摘要：深神经网络性能最大化的设计过程中决定神经元的数量是不直观。在这项工作中，我们试图寻找最大化准确性固定网络架构的神经元（过滤器）的配置。使用迭代修剪方法作为代理，我们相对于参数的每个层的神经元（过滤器）的数目的变化在参数的改变，使我们能够有效地扩展跨越任意大小的架构。我们还引进建筑血统，其反复提炼用于模型缩放参数化功能。双方提出的方法的组合创造为NeuralScale。为了证明NeuralScale在参数方面的效率，我们将展示使用CIFAR10，CIFAR100和TinyImageNet作为基准数据集上VGG11，MobileNetV2和ResNet18实证模拟。我们的结果表明在3.04％，8.56％和VGG11，MobileNetV2和ResNet18上CIFAR10，CIFAR100 3.41％的精确度和分别下一个参数约束设置增加TinyImageNet（缺省配置的输出神经元（过滤器）与缩放0.25倍）。

23. MSMD-Net: Deep Stereo Matching with Multi-scale and Multi-dimension Cost Volume [PDF] 返回目录
Zhelun Shen, Yuchao Dai, Zhibo Rao
Abstract: Deep end-to-end learning based stereo matching methods have achieved great success as witnessed by the leaderboards across different benchmarking datasets (KITTI, Middlebury, ETH3D, etc), where the cost volume representation is an indispensable step to the success. However, most existing work only employs a single cost volume, which cannot fully exploit the multi-scale cues in stereo matching and provide guidance for disparity refinement. What's more, the single cost volume representation also limits the disparity range and the resolution of the disparity estimation. In this paper, we propose MSMD-Net (Multi-Scale and Multi-Dimension) to construct multi-scale and multi-dimension cost volume. At the multi-scale level, we generate four 4D combination volumes at different scales and integrate them in 3D cost aggregation to predict an initial disparity estimation. At the multi-dimension level, we construct a 3D warped correlation volume and use it to refine the initial disparity map with residual learning. These two dimensional cost volumes are complementary to each other and can boost the performance of disparity estimation. Additionally, we propose a switch training strategy to further improve the accuracy of disparity estimation, where we switch two kinds of different activation functions to alleviate the overfitting issue in the pre-training process. Our proposed method was evaluated on several benchmark datasets and ranked first on KITTI 2012 leaderboard and second on KITTI 2015 leaderboard as of June 23.The code of MSMD-Net is available at this https URL.
摘要：深终端到终端的基于学习的立体匹配方法都取得了巨大的成功，通过在不同的数据集标杆（KITTI，明德，ETH3D等），其中成本音量表示是一个不可缺少的步骤成功排行榜的见证。然而，大多数现有的工作只采用单一的成本量，不能充分利用立体匹配的多尺度线索和差距细化提供指导。更重要的是，单一的成本量表示也限制了视差范围和视差估计的分辨率。在本文中，我们提出MSMD-NET（多尺度和多维度），构建多尺度，多维度的成本量。在多级水平，我们产生不同秤盘四角4D组合体积和它们在3D的成本聚集整合来预测初始视差估计。在多维度级别，我们构建了一个三维翘曲相关量，并用它来细化初始视差图与剩余的学习。这两个维成本卷是彼此互补，可以提高视差估计的性能。此外，我们提出了一个开关培训战略，进一步提高视差估计的准确度，我们切换2种不同的激活功能，以减轻过度拟合问题在预训练过程。我们提出的方法在几个基准数据集进行评估和排名第一的KITTI 2012排行榜和第二对KITTI 2015年排行榜作为MSMD-网六月23.The代码可在此HTTPS URL。

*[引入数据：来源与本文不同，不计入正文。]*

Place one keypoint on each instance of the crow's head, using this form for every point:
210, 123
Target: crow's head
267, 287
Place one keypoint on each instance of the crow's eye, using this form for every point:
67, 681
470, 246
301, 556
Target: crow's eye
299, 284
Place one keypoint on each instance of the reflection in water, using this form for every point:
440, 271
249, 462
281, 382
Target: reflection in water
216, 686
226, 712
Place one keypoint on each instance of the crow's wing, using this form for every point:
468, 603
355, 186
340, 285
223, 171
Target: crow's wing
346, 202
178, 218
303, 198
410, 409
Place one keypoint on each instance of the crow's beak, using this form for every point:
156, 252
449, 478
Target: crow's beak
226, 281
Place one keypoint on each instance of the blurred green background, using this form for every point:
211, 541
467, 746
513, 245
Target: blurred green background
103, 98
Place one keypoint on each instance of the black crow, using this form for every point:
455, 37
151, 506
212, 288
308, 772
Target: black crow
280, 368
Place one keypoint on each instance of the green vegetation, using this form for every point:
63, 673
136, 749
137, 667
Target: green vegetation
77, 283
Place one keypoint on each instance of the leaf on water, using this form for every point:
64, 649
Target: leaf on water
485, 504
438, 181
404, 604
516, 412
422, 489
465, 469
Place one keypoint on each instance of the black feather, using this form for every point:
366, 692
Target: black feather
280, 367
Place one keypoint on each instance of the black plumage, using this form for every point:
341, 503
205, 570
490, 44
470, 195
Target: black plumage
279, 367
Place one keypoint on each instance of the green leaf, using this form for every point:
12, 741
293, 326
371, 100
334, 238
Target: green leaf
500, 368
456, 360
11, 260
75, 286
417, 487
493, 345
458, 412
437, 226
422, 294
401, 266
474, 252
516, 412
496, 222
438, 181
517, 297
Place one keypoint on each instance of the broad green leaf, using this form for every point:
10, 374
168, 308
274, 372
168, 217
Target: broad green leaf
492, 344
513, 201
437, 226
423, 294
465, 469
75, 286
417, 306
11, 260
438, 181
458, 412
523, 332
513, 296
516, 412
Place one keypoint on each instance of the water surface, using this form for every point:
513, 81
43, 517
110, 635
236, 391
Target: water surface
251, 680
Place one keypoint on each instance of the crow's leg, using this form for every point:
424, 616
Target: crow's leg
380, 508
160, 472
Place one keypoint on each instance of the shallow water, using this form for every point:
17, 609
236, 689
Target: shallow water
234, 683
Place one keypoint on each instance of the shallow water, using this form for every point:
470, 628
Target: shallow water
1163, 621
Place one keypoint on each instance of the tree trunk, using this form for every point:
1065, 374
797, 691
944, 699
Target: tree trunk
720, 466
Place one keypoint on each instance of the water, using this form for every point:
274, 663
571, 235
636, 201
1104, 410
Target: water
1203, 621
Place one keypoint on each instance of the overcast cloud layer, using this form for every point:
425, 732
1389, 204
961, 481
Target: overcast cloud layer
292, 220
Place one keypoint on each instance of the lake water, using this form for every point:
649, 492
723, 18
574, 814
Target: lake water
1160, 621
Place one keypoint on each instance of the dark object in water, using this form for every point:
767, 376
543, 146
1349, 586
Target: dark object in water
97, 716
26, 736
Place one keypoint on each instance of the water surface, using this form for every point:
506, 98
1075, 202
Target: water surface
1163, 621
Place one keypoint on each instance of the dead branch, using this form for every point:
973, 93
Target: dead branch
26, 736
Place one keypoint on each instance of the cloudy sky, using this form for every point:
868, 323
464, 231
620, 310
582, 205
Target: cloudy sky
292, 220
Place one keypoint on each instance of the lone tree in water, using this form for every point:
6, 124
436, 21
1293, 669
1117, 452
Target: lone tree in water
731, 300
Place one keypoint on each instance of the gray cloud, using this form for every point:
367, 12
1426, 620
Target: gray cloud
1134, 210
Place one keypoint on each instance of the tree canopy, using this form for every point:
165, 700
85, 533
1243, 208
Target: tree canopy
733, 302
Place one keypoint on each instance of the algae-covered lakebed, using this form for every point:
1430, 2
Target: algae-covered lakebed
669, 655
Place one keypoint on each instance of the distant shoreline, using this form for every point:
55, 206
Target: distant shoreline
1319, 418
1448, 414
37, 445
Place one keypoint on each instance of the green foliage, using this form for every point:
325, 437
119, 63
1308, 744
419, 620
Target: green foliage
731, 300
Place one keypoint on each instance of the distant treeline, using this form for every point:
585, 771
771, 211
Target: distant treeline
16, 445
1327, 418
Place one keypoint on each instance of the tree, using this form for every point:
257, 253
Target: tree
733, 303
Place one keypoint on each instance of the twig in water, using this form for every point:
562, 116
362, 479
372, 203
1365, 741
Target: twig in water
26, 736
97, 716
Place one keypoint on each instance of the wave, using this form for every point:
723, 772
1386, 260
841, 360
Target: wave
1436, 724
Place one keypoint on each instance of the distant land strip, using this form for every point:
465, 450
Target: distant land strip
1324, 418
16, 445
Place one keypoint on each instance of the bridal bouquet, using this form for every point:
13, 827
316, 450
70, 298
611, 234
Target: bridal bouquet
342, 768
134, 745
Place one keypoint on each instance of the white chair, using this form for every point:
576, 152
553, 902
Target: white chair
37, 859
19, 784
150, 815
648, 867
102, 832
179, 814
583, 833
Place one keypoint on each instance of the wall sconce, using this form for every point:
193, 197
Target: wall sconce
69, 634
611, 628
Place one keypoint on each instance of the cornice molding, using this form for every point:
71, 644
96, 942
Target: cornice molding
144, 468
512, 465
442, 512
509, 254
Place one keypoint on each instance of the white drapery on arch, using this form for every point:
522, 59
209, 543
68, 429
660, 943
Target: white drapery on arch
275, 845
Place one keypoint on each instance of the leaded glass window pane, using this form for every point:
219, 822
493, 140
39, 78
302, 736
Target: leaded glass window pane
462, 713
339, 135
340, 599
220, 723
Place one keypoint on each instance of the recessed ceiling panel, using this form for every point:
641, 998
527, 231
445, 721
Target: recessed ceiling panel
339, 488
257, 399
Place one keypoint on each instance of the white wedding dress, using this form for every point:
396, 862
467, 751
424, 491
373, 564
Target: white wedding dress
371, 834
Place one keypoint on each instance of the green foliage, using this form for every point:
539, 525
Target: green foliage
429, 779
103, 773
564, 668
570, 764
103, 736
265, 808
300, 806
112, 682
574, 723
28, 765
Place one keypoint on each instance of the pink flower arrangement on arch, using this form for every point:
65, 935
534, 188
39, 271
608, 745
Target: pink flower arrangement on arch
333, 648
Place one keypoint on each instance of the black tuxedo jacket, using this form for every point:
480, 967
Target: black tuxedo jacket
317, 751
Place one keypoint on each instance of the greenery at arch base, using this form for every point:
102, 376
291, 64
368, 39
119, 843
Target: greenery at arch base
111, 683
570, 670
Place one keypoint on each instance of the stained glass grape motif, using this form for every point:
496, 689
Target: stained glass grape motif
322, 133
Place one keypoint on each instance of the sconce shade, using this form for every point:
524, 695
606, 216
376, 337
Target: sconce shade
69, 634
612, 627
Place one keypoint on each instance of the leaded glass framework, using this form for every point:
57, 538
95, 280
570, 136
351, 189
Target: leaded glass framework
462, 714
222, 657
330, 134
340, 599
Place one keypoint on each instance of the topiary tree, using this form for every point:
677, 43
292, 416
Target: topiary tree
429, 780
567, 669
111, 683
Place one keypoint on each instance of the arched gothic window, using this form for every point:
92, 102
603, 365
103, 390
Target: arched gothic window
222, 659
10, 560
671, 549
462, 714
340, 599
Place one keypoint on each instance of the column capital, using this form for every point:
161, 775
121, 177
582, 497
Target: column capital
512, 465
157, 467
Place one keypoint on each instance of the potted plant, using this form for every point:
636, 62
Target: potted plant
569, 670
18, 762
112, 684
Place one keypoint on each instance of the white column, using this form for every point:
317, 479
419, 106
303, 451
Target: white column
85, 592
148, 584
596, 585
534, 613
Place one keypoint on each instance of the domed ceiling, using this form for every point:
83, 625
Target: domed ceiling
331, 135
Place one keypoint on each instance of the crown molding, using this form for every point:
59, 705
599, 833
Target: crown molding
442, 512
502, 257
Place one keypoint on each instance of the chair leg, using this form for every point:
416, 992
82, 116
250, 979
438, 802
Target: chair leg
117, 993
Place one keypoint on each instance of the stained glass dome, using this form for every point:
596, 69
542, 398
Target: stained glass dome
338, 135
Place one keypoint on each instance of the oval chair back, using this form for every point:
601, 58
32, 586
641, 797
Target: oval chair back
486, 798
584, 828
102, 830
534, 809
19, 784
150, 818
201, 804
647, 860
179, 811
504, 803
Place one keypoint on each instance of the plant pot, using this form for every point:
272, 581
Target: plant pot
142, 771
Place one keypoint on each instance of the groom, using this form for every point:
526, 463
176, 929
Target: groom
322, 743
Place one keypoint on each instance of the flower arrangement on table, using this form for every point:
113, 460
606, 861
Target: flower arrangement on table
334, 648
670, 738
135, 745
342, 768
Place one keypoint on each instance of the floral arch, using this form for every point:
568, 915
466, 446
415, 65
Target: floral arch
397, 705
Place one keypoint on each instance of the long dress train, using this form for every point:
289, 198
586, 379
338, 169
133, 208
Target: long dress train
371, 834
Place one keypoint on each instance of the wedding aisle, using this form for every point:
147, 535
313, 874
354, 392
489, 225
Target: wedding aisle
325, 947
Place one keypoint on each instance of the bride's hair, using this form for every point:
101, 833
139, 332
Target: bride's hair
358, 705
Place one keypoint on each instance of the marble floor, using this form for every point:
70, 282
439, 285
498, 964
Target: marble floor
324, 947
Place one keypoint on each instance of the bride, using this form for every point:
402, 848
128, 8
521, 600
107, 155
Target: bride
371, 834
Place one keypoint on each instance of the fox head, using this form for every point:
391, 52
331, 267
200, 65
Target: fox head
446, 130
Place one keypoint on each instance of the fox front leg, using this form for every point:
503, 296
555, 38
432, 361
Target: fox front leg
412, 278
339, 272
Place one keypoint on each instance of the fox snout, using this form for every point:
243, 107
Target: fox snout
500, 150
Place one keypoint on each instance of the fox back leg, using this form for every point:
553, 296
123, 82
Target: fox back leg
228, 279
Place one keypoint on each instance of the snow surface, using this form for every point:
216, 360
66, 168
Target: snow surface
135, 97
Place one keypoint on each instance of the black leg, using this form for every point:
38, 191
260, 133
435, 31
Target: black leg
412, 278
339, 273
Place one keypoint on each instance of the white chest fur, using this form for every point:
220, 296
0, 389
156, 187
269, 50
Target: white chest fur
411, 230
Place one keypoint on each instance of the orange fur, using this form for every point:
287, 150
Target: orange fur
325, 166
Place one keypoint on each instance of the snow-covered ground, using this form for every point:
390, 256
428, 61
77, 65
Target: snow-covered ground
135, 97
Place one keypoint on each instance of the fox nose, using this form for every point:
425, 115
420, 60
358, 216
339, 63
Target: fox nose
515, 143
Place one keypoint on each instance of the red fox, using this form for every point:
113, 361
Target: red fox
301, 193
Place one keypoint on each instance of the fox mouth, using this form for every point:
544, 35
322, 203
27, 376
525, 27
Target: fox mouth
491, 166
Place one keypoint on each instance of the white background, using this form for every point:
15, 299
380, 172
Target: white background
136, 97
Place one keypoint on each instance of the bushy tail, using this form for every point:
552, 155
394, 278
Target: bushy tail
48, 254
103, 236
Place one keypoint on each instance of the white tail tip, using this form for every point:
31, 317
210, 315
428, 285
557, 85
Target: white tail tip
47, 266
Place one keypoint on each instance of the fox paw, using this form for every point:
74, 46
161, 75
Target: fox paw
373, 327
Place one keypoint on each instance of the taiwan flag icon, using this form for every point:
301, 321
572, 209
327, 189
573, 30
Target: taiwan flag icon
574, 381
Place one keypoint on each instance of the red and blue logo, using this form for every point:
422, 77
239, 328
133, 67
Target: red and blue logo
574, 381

24. Increased-Range Unsupervised Monocular Depth Estimation [PDF] 返回目录
Saad Imran, Muhammad Umar Karim Khan, Sikander Bin Mukarram, Chong-Min Kyung
Abstract: Unsupervised deep learning methods have shown promising performance for single-image depth estimation. Since most of these methods use binocular stereo pairs for self-supervision, the depth range is generally limited. Small-baseline stereo pairs provide small depth range but handle occlusions well. On the other hand, stereo images acquired with a wide-baseline rig cause occlusions-related errors in the near range but estimate depth well in the far range. In this work, we propose to integrate the advantages of the small and wide baselines. By training the network using three horizontally aligned views, we obtain accurate depth predictions for both close and far ranges. Our strategy allows to infer multi-baseline depth from a single image. This is unlike previous multi-baseline systems which employ more than two cameras. The qualitative and quantitative results show the superior performance of multi-baseline approach over previous stereo-based monocular methods. For 0.1 to 80 meters depth range, our approach decreases the absolute relative error of depth by 24% compared to Monodepth2. Our approach provides 21 frames per second on a single Nvidia1080 GPU, making it useful for practical applications.
摘要：深无监督学习方法已经显示了单一图像深度估计有前途的性能。由于大多数的这些方法使用双目对自我监督，深度范围一般限于。小基线立体对提供小深度范围却把手遮挡好。在另一方面，收购在不久的范围宽基线钻机原因闭塞相关的错误，但估计深度以及在远范围的立体图像。在这项工作中，我们提出整合小而宽基线的优势。通过训练使用三个水平排列的看法网络，我们得到了两个接近准确的深度预测和远范围。我们的策略允许从单个图像推断多基线深度。这不像它采用两个以上的相机之前的多基线系统。定性和定量结果表明，多基线方法比以前基于立体声单眼方法的优越性能。为0.1〜80米的深度范围，我们的方法由24％相比，减少Monodepth2深度的绝对值相对误差。我们的方法提供了在单个Nvidia1080 GPU每秒21帧，使之成为实际应用中是有用的。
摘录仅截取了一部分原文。